Nonetheless, an important shortcoming of this study was that existence of PTSD symptoms was measured with the IES rather than Clinician-Administered PTSD Scale for DSM-IV (CAPS). The IES is a self-report questionnaire that measures only two of the three main PTSD symptoms, namely intrusion and avoidance. It is not a diagnostic tool, i.e., it is not designed to diagnose mental disorders according to the DSM-IV (the fourth edition of the diagnostic and statistical manual for psychiatric disorders). Consequently, cases that in the current study were identified as having PTSD symptoms might not meet the DSM-IV criteria of clinical PTSD, and inversely.

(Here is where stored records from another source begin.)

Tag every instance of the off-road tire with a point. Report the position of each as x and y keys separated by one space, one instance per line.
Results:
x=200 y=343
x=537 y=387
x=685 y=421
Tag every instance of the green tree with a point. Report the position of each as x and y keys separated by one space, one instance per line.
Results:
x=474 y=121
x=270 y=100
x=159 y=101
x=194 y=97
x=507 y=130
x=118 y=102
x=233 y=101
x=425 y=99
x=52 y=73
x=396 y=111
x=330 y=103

Due to differences in assessment of PTSD symptoms it is difficult to compare the results found in this study to previous studies on PTSD and health-related quality of life (HRQoL).
Both hospitalized and non-hospitalized injury patients with symptoms indicative of PTSD at 24 months post-injury reported a decrease in health status after 9 months, which may indicate that the sample is starting a deterioration process. On the other hand, patients might have overestimated their 9-month health status (and possibly also their 5-month health status), because their frame of reference has changed as a result of a temporary decrease in health status after the injury (response shift) [46
]. However, without information on PTSD status at previous measure points, the reasons for the reductions in HRQoL at 24-months post-injury can only be speculated about.

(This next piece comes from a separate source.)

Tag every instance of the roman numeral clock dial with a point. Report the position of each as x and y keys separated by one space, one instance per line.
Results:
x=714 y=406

Functional consequences of injury, both temporary and permanent, show large variations dependent on the injury location and injury type. In the current study we used the European injury classification EUROCOST [48
]. This classification is compatible with the International Statistical Classification of Diseases, Injuries and Causes of Death - Ninth revision (ICD-9) classification system an consists of 39 injury groups that are homogeneous in terms of healthcare use, disability, as well as treatment and prognosis. In terms of anatomical classification the EUROCOST classification is simple compared to the ICD, which provides very detailed information on injury diagnoses by location and type of injury.

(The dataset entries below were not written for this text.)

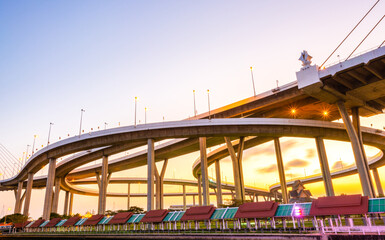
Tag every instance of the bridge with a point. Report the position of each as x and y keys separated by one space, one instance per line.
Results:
x=304 y=108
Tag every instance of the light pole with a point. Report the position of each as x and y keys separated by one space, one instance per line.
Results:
x=208 y=99
x=49 y=132
x=145 y=115
x=136 y=101
x=33 y=145
x=81 y=119
x=252 y=79
x=195 y=109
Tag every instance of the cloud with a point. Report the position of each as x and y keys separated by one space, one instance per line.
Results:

A second limitation of this study was the low response rate of the follow-up questionnaires [23
]. The 24-month follow-up questionnaire, which included the IES, was send only to those patients who responded to the preceding three follow-up questionnaires send at 21/2, 5 and 9 months. This meant that only 21% of the patients of the initial sample selected for the follow-up study filled in the 24-month follow-up questionnaire. However, the data were adjusted for non-response and possible response bias, because the PTSD prevalence rates were calculated using data that were weighted with respect to the original sample size and composition by inverse probability weighting. For some aspects, such as the severity of sustained injuries, the adjustments of non-response could be improved, since injury severity scores were not available.
Evidence suggested that patients with very severe health problems are less likely to respond to a survey [49
]. Differential underreporting by level of severity cannot be excluded, since we found a larger proportion of hospitalized patients among those with PTSD at 2 years post-injury. This could partly be caused by missing a larger share of the more severely injured hospitalized patients among those without PTSD (e.g. comatose patients). This may have led to a slight overestimation of the utility losses due to PTSD. However, severely injured patients are only a minor part of the total sample and PTSD remained significantly associated to adverse HRQoL, even after adjustment for confounders including hospitalization status.
In the current study PTSD is measured at 24 months follow-up only. A longitudinal study on PTSD and HRQoL among injury patients might elucidate any causal relationship between PTSD and subsequent reduced HRQoL. Furthermore, the influence of earlier HRQoL on PTSD remains to be investigated.